No further details were immediately available about the circumstances of his death, or where he died.
Former information minister Jonathan Moyo and a close ally of Mugabe tweeted “a dark cloud has enveloped Zimbabwe and beyond.”
Kenya’s President Uhuru Kenyatta said Mugabe served his country “with commitment and dedication.
“Words cannot convey the magnitude of the loss as former President Mugabe was an elder statesman, a freedom fighter and a Pan-Africanist who played a major role in shaping the interests of the African continent.
“Indeed, we will remember former President Mugabe as a man of courage who was never afraid to fight for what he believed in even when it was not popular.”
China hailed him as “outstanding national liberation movement leader and politician.
“Throughout his life, he firmly defended the sovereignty of his country, opposed foreign interference, and actively promoted China-Zimbabwe and China-Africa friendship and cooperation,” foreign ministry spokesman Geng Shuang said.
The Mugabe years are widely remembered for his crushing of political dissent, and policies that ruined the economy.
The former political prisoner turned guerrilla leader swept to power in the 1980 elections after a growing insurgency and economic sanctions forced the Rhodesian government to the negotiating table.
In office, he initially won international plaudits for his declared policy of racial reconciliation and for extending improved education and health services to the black majority.
Human rights violations
But that faded as rapidly as he cracked down on opponents, including a campaign known as Gukurahundi that killed an estimated 20,000 dissidents.

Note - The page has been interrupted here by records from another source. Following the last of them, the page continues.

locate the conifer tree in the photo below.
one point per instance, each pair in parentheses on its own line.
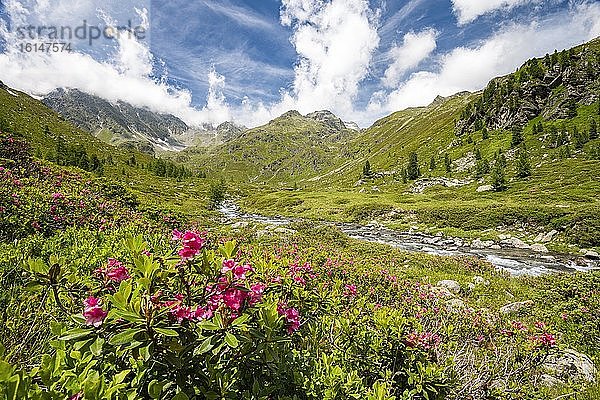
(485,134)
(432,163)
(447,163)
(367,170)
(523,166)
(412,170)
(517,136)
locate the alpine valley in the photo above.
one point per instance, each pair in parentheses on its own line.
(449,251)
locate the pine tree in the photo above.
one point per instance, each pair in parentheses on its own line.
(447,163)
(517,136)
(498,178)
(367,170)
(523,167)
(485,134)
(482,167)
(412,170)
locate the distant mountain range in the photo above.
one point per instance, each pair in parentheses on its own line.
(124,125)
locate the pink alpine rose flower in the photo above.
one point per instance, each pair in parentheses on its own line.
(94,314)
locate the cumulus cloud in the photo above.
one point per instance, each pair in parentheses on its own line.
(415,48)
(127,74)
(335,41)
(469,10)
(470,68)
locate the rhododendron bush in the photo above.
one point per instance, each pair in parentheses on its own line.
(201,322)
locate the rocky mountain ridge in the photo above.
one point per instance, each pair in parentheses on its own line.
(550,86)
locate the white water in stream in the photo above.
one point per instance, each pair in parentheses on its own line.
(515,261)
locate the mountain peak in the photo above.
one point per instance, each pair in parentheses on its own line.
(328,118)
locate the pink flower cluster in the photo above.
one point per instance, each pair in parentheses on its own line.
(94,314)
(114,271)
(192,243)
(425,340)
(239,271)
(224,292)
(291,315)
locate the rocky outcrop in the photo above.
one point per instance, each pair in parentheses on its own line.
(516,307)
(421,184)
(128,125)
(551,87)
(569,366)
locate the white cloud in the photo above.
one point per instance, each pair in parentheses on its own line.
(469,10)
(415,48)
(126,76)
(470,68)
(335,41)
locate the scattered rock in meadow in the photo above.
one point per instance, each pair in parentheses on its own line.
(569,365)
(451,285)
(441,291)
(546,237)
(284,231)
(516,307)
(515,242)
(540,248)
(455,305)
(591,254)
(421,184)
(482,244)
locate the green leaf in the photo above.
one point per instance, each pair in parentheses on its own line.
(154,389)
(6,371)
(166,331)
(209,326)
(37,266)
(96,347)
(240,320)
(204,347)
(231,340)
(124,337)
(75,333)
(126,315)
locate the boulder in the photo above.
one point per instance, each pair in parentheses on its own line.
(540,248)
(240,224)
(479,244)
(516,307)
(569,365)
(455,305)
(284,231)
(515,242)
(451,285)
(591,254)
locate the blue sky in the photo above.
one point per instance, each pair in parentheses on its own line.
(217,60)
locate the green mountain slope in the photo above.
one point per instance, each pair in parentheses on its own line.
(287,149)
(558,188)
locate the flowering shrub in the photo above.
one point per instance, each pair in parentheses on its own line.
(203,323)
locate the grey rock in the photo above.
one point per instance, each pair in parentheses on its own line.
(284,231)
(455,305)
(540,248)
(451,285)
(569,365)
(516,307)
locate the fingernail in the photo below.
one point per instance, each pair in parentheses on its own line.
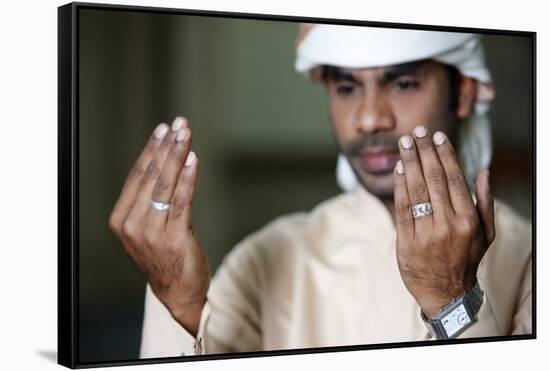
(181,135)
(160,131)
(420,131)
(190,159)
(399,167)
(178,123)
(406,141)
(439,138)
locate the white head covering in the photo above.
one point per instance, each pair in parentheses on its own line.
(365,47)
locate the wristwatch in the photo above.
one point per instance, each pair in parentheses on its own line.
(456,317)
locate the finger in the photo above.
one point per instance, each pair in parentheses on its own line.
(459,192)
(416,186)
(485,205)
(180,210)
(404,222)
(142,204)
(131,184)
(167,180)
(433,172)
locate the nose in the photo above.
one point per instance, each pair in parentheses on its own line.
(374,114)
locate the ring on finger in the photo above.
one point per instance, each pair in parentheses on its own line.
(421,209)
(161,206)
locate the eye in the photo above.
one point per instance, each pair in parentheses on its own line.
(345,90)
(407,84)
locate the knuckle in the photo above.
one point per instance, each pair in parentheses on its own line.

The violent seizure of white-owned farms turned Mugabe into an international pariah — though his status as a liberation hero still resonates strongly in most of Africa.
Aimed largely at placating angry war veterans who threatened to destabilise his rule, the land reform policy wrecked the crucial agricultural sector, caused foreign investors to flee and helped plunge the country into economic misery.
All along, the Mugabe regime was widely accused of human rights violations and of rigging elections.
The topic of his succession was virtually taboo during Mugabe’s decades-long rule, and a vicious struggle to take over after his death became clear among the ruling elite as he reached his 90s and became visibly frail.
But as his health weakened, the military finally intervened to ensure that his second wife Grace’s presidential ambitions were ended in favour of their own preferred candidate, Mnangagwa, Mugabe’s vice president.
Mnangagwa took over in November 2017, and he went on to be elected in disputed elections in July last year.
“Mugabe leaves a mixed legacy,” Zimbabwean academic and independent analyst Austin Chakaodza told AFP on Friday.
“He was a liberator of this country who became its destroyer in his later years due to his policies.
“He put in place policies that made Zimbabwe a laughing stock of the world. If he had left in his heyday he would have died a great statesman.”
Ibbo Mandaza, the head of a political think tank Southern African Political and Economic Series, said: “We will remember him as a founding father along with (Tanzania’s Julius) Nyerere, (South Africa’s Nelson) Mandela and Joshua Nkomo.
“Unlike Nyerere and Mandela he stayed on. He would have had a much favourable obituary if he had left earlier”, he told AFP.